British Crystallographic Association
- Abbreviation: BCA
- Formation: April 1982
- Type: Learned society
- Registration no.: 284718 (England & Wales)
- Legal status: Active
- Location: United Kingdom;
- Members: >600
- President: Alexandra Gibbs
- Affiliations: International Union of Crystallography (IUCr), Institute of Physics, Royal Society of Chemistry
- Revenue: £117,909 (2024)
- Website: www.crystallography.org.uk

= British Crystallographic Association =

British scientific organisation

The British Crystallographic Association (BCA) is an organisation for crystallography in the United Kingdom. It acts as the United Kingdom Adhering Body to the International Union of Crystallography (IUCr). The association is multidisciplinary and supports research and teaching in chemistry, physics, biology and materials science, in both academia and industry.

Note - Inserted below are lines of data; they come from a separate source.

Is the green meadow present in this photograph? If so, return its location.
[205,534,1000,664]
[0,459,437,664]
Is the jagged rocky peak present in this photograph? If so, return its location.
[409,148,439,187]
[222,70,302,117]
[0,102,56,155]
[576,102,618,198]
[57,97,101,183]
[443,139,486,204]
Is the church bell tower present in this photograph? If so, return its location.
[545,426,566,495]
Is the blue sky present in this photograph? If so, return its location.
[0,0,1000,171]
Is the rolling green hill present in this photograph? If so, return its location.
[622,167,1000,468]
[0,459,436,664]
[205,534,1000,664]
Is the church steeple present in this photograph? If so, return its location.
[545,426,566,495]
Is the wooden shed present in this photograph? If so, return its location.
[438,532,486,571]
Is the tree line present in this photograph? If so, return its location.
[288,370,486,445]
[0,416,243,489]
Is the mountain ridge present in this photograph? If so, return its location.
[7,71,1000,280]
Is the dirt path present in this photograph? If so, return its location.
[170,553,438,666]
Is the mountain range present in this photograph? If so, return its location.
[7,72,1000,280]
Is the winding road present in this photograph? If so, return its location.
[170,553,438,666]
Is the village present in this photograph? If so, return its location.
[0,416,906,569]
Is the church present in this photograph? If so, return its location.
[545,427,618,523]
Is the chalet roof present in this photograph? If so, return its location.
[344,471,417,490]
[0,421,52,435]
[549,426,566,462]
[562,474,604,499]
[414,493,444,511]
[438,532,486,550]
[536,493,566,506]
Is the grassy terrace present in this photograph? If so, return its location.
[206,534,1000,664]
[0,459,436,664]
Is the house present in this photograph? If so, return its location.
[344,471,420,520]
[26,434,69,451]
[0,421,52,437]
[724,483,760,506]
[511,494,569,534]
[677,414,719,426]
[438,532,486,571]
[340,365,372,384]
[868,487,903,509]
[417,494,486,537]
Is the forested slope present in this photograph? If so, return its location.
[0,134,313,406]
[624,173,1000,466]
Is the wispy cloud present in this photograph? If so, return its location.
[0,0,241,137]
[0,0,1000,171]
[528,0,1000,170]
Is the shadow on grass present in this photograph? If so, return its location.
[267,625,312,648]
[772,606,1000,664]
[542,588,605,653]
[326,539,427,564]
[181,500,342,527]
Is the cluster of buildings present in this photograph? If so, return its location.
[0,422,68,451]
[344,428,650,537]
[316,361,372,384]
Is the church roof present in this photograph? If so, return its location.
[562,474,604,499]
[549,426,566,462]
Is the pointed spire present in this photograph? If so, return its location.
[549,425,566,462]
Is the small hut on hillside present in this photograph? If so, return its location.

The Association administers a Dorothy Hodgkin Prize and an Arnold Beevers Bursary Fund.

==History==
Before the society was formed, British researchers in the field were divided between the X-ray Analysis Group of the Institute of Physics and the Chemical Crystallography Group of the Chemical Society (now the Royal Society of Chemistry).
To address this separation, an impromptu working group was set up in 1979 to consider the establishment of a single unified association, followed by a 1980 working party with David Blow as chair and Stephen Wallwork as secretary. These discussions ultimately led to the founding of the BCA in 1982.